Retenons que le chemin incontournable vers le Père, c’est Jésus. Aujourd’hui comme hier, on peut toujours débattre, discuter, philosopher sur Dieu et la transcendance. Pour saint Jean, le chemin c’est de suivre Jésus, qui se rend proche de nous (incarnation) qui se fait serviteur (cf. lavement des pieds). A ceux qui voudraient un Jésus céleste, Jean affirme son chemin de proximité : il s’est fait chair, il a planté sa tente (il a habité) au milieu de nous.


Là aussi, il nous faut deviner le combat théologique qui commence déjà au temps de St Jean, où certains doutent que Jésus soit vraiment homme et vraiment Dieu. Le prologue est une entrée en matière où l’évangéliste confirme l’identité de Jésus : Qui est-il, ce Jésus dont l’Evangile va parler ?

 

Suite du ch 1 et ch. 2


Le témoignage de Jean 1, 19-34.
Il n’est pas interdit de lire le témoignage, ayant en mémoire les récits des autres Evangiles.
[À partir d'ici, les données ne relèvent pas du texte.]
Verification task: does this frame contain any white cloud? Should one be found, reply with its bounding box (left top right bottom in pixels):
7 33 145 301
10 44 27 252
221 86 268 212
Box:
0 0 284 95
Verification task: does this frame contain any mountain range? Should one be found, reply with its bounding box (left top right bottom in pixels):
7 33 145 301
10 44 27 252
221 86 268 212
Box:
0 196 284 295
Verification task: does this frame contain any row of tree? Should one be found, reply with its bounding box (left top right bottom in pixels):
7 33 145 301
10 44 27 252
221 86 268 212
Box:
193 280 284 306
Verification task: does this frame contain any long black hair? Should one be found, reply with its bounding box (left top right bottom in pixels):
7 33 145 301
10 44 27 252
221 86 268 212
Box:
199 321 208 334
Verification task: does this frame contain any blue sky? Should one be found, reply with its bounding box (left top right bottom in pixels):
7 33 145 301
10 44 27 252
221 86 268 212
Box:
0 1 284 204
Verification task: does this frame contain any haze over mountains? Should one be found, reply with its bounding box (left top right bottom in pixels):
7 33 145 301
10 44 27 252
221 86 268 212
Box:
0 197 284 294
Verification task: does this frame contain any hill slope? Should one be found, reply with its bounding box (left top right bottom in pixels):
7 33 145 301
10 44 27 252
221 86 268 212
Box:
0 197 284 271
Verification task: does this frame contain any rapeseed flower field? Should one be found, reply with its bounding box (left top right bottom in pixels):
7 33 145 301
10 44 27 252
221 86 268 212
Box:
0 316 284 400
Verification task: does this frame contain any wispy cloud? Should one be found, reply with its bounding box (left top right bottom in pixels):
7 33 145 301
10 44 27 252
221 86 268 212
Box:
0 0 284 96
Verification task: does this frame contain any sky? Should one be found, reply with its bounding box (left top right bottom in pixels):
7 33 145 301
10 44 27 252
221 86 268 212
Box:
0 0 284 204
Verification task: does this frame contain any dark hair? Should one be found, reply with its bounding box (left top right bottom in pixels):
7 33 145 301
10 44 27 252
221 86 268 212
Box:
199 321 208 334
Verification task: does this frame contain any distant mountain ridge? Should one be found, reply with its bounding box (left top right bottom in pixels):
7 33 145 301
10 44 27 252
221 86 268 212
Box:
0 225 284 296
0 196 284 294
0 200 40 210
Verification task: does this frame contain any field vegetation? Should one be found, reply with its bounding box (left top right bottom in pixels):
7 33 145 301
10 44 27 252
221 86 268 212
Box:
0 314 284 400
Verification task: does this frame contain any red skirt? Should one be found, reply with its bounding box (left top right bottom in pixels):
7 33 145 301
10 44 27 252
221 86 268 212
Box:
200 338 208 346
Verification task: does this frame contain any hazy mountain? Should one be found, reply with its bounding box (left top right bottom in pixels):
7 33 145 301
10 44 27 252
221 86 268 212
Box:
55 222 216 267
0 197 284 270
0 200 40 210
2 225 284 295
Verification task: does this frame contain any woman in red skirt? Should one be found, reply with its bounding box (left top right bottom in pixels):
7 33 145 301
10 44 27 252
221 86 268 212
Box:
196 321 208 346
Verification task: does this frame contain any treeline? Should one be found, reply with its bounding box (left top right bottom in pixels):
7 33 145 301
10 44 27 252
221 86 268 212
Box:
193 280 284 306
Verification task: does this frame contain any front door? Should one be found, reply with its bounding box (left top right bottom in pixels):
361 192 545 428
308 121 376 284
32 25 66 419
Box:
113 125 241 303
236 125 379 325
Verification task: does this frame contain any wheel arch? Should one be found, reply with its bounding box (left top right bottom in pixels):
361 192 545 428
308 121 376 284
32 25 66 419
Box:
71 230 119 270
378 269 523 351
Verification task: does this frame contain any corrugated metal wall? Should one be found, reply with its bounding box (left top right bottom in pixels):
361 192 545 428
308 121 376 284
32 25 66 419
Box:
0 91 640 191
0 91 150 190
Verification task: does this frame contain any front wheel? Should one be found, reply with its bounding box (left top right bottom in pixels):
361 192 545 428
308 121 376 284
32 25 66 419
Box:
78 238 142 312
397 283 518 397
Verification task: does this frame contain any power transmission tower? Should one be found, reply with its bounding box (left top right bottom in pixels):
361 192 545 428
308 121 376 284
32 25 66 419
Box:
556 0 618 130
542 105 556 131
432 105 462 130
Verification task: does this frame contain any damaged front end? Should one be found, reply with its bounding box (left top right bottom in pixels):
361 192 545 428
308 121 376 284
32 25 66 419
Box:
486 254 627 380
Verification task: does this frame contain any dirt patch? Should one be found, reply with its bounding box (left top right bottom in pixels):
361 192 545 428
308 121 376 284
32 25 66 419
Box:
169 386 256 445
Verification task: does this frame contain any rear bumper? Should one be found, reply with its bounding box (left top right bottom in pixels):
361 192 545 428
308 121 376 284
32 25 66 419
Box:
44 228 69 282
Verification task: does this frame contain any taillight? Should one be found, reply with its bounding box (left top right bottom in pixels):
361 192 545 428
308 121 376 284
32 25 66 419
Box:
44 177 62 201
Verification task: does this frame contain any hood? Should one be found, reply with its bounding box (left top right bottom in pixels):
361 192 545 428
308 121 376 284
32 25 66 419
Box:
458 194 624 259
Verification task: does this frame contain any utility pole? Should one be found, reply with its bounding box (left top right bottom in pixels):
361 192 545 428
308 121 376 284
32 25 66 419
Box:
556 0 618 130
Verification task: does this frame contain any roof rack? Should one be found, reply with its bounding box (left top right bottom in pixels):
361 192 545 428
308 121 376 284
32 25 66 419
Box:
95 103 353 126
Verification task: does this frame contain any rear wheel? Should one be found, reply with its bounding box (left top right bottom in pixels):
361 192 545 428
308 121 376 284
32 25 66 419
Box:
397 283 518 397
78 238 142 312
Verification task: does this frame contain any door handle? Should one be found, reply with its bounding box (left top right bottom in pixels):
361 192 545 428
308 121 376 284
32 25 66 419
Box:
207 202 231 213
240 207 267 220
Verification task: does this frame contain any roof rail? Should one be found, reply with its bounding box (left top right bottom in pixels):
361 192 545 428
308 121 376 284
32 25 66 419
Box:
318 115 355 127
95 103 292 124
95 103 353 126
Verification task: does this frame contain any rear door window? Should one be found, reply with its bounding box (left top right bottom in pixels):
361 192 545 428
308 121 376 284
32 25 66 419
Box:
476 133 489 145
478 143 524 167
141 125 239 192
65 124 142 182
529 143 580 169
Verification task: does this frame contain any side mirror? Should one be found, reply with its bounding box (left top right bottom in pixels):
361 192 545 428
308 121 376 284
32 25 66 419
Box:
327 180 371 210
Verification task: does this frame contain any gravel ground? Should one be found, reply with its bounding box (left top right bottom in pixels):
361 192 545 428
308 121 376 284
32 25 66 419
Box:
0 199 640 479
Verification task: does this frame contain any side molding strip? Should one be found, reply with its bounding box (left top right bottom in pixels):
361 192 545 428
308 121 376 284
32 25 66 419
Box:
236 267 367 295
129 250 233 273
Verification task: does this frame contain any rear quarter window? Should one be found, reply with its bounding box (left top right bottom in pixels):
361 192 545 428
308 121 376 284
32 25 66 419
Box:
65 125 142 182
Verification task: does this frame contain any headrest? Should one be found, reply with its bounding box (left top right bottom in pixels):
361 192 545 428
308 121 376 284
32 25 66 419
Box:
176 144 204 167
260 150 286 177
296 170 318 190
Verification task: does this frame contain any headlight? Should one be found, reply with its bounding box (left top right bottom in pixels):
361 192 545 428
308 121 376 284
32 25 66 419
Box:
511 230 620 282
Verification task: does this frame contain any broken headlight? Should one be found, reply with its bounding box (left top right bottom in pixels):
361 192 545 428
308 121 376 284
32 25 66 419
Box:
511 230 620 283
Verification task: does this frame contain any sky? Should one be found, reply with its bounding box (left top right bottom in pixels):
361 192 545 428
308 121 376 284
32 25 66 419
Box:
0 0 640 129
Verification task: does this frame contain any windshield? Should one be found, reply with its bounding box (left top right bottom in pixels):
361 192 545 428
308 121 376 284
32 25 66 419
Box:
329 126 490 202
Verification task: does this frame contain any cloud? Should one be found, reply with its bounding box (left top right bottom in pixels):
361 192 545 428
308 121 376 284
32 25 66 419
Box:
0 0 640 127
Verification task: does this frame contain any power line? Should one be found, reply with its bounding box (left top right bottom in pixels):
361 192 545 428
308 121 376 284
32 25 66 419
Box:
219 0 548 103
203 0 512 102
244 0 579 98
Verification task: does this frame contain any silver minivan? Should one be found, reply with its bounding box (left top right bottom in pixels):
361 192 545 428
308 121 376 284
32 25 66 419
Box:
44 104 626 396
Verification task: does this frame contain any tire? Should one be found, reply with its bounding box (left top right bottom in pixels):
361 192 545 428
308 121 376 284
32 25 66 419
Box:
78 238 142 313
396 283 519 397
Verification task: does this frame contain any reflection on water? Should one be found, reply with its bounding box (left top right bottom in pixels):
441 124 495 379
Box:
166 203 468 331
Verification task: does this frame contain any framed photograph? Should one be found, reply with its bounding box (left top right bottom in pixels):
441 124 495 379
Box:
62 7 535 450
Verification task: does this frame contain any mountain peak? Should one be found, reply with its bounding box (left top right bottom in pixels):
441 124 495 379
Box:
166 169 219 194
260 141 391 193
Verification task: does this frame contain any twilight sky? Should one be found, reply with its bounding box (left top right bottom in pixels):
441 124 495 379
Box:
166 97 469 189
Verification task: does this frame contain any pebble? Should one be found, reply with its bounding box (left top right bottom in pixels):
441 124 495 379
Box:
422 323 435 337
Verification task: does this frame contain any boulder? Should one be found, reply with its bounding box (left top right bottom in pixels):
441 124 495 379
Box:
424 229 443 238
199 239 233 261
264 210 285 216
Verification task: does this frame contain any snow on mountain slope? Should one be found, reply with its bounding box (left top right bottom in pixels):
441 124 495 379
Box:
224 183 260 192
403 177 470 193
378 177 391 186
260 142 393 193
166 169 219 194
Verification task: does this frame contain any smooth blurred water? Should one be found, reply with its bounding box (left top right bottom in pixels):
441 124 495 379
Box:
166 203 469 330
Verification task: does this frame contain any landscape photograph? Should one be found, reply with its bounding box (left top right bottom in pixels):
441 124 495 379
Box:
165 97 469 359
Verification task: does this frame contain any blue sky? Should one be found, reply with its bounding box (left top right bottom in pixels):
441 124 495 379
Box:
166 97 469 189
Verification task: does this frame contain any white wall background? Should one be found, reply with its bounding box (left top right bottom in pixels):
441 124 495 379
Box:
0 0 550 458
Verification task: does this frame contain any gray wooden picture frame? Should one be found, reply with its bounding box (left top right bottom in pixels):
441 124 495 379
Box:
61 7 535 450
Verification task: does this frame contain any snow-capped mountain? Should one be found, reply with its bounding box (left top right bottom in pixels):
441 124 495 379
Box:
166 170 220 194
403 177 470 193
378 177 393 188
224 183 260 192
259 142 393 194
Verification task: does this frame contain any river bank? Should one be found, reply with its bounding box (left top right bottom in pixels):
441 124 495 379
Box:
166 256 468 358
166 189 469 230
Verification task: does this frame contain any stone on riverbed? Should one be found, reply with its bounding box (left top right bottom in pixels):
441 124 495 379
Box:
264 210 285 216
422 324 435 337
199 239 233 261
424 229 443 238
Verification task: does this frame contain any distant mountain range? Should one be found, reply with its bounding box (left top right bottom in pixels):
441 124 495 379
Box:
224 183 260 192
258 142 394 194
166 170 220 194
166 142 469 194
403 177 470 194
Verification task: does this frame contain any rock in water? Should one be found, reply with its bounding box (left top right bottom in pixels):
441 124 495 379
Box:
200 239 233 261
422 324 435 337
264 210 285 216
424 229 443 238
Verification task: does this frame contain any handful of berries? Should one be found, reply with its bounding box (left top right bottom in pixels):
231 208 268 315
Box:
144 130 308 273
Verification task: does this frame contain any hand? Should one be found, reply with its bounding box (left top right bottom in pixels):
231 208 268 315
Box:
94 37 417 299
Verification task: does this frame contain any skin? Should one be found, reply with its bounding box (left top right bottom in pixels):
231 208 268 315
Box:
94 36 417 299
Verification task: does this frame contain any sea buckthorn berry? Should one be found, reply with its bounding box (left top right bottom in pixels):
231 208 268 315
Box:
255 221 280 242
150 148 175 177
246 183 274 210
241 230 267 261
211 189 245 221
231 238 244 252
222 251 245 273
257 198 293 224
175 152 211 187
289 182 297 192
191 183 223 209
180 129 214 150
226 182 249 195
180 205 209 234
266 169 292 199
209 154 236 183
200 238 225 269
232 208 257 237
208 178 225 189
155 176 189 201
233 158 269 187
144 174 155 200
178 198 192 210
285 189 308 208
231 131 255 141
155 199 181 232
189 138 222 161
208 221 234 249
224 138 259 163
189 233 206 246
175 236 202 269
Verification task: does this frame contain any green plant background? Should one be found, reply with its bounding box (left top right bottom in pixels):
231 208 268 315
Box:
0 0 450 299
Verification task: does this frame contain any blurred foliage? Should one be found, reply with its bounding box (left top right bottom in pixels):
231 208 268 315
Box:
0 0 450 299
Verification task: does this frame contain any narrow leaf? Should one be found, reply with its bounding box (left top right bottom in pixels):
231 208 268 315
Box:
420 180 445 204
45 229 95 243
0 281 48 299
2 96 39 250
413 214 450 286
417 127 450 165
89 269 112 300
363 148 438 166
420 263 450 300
Notre mémoire peut aider à repérer des différences. La principale différence avec les synoptiques est que, dès le début, le récit présente le conflit entre les Juifs venus de Jérusalem et Jean-Baptiste, le témoin de la Lumière. C’est une manière de faire comprendre que, dès le début l’Evangile est conflictuel ; les mots témoin et témoigner font partie du langage du tribunal qui se prépare au sujet de Jésus, le Fils de Dieu (v.34). Voici donc les premières pièces du procès qui viendra en son temps (ch. 18). Ce récit confirme aussi la distance entre Jésus et Jean-Baptiste, déjà signalée dans le prologue.


Parmi les ressemblances: le rapprochement entre Jésus et Elie. Déjà l’identité de Jésus l’associe aux prophètes, et non aux prêtres ou autorités religieuses.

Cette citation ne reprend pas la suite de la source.